In many cases we in the security industry hear terms thrown around such as "elastic", "self-healing", "cutting edge" and "threat intelligence". These terms are used to communicate the various methods and strategies for operating IT systems and to describe functions in information security arena's. What I have found is that in some cases, these terms mean different things to different people. I feel it necessary to discuss a recent topic that came up and outline what my definition of "self-healing" in computing really means for me as well as the Jigsaw team.
Terms used in the IT field typically are phrases used in marketing or other technical documents. One of the issues is that many terms get bent, twisted or morphed into things that they were never intended. While speaking at a recent cloud computing event, this became inherently clear to me when discussing self-healing technologies. In this blog piece I will discuss several methods of self-healing technology and expand on what I think it means. Remember though that this is my take on it and your definition may be different. This does not mean that my definition is correct or that your definition is wrong, just that there may be differences in what one persons idea of self-healing means.
Self Healing Hardware
We are all aware of RAID drives and various methods of data healing technologies. Even simple backups in some cases if automated could be considered self healing hardware solutions because the intent is to keep a copy of your data on backup hardware. Truly though hardware self healing would be a typical active-standby arrangement that does heartbeats to detect when one piece of hardware fails and fails over or heals the outage by activating other hardware. This is my definition but yours again may differ.
Let's Talk Cloud Computing and Self Healing
In my daily work at Jigsaw, I always build in self healing capabilities into our systems. As a managed security provider, we have to provide access to data at the speed of the wire. As soon as we detect a malicious activity, our system has to respond and inoculate all of our unaffected customers so that they are not vulnerable to a condition that just took place. This requires that we build out cloud computing platforms that can heal themselves to ensure our customers always get the data they need to feed their Jigsaw or other manufacturers appliances that protect their networks. So how do we self heal our environments? There are several strategies we use to make sure we have our systems operating efficiently and correctly. Below are some examples.

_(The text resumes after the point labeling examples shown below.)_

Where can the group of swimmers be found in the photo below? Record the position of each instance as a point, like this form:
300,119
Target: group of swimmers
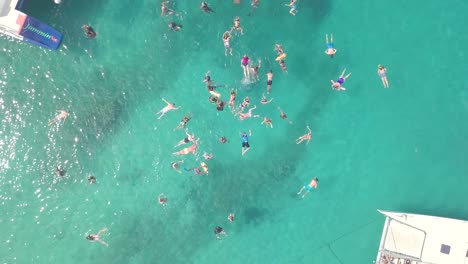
251,72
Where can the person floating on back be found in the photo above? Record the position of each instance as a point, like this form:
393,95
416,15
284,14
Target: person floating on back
61,116
337,85
204,6
97,237
382,72
330,51
307,137
308,187
89,31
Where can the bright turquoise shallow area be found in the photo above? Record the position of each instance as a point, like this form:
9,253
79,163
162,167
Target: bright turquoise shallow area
402,148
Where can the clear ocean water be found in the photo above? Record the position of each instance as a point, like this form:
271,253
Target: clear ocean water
402,148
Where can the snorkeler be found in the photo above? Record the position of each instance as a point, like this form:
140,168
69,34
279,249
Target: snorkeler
162,200
243,116
186,139
91,179
62,115
89,31
283,66
192,149
308,187
279,49
245,65
307,137
232,99
237,26
264,100
219,231
167,108
59,171
244,103
175,165
255,70
165,10
293,6
269,80
382,72
245,142
337,85
204,6
174,27
330,51
227,46
267,121
283,115
97,237
184,121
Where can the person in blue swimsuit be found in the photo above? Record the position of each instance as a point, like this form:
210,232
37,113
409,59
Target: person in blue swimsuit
330,51
308,187
245,142
337,85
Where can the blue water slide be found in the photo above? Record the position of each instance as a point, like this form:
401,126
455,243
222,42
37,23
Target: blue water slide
40,34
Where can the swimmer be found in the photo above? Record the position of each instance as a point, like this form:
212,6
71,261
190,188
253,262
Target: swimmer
184,121
162,200
283,66
192,149
243,116
308,187
59,171
293,6
245,66
219,231
255,70
283,115
187,139
264,100
253,6
62,115
220,105
307,137
232,99
91,179
244,103
207,156
269,81
223,140
97,237
167,108
237,26
382,72
175,165
267,121
174,27
227,46
337,85
204,6
279,49
231,217
165,10
89,31
245,142
330,51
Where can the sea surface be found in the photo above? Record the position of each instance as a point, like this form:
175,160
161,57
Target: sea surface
402,148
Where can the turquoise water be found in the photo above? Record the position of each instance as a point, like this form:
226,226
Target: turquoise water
399,149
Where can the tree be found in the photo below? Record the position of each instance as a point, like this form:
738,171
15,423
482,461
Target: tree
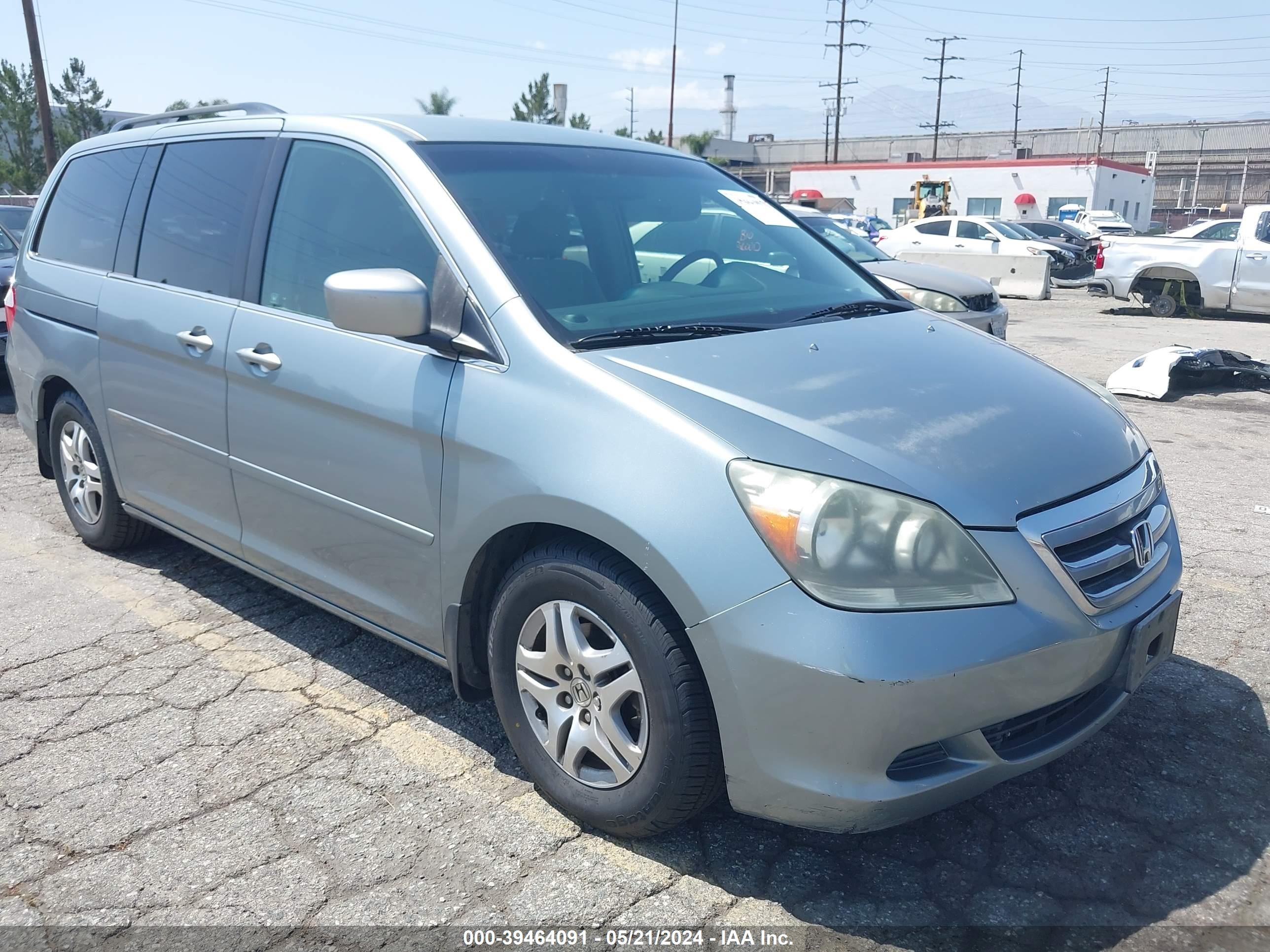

Self Healing Examples and Techniques we employ
Monitoring - Our monitoring system is not just a monitor but also can take action if something occurs. An example may be that we have 2 web servers configured. If our main web server no longer responds when our monitoring server tries to connect, the monitoring server could make a DNS change to point to the standby server, thereby healing the condition that the primary server is offline, being rebooted or being maintained by our administrators. In our environment, everything begins with monitoring. There are several tools available that we use to monitor our environments.
Heartbeats - As mentioned earlier our systems may maintain heartbeats to allow them to know the status of other systems in our environment. Missed heartbeats may trigger replication of data, backups or some other change such as a DNS change to redirect valid traffic to a working system.
Round Robin DNS - While not specifically a self healing method, round robin DNS is a feature that can distribute load. It is mentioned because in many cases, this technique can be implemented as part of a self healing strategy.
Cloud Distributed File Systems and other systems can utilize self healing technologies and this is exactly what we do at Jigsaw. We highly suggest learning about the technologies utilized to ensure self healing within cloud computing platforms.
Webmin - An administration tool that includes self healing and monitoring capabilities with automated response to conditions.
HTCondor - A grid computing program that includes service monitoring of other components.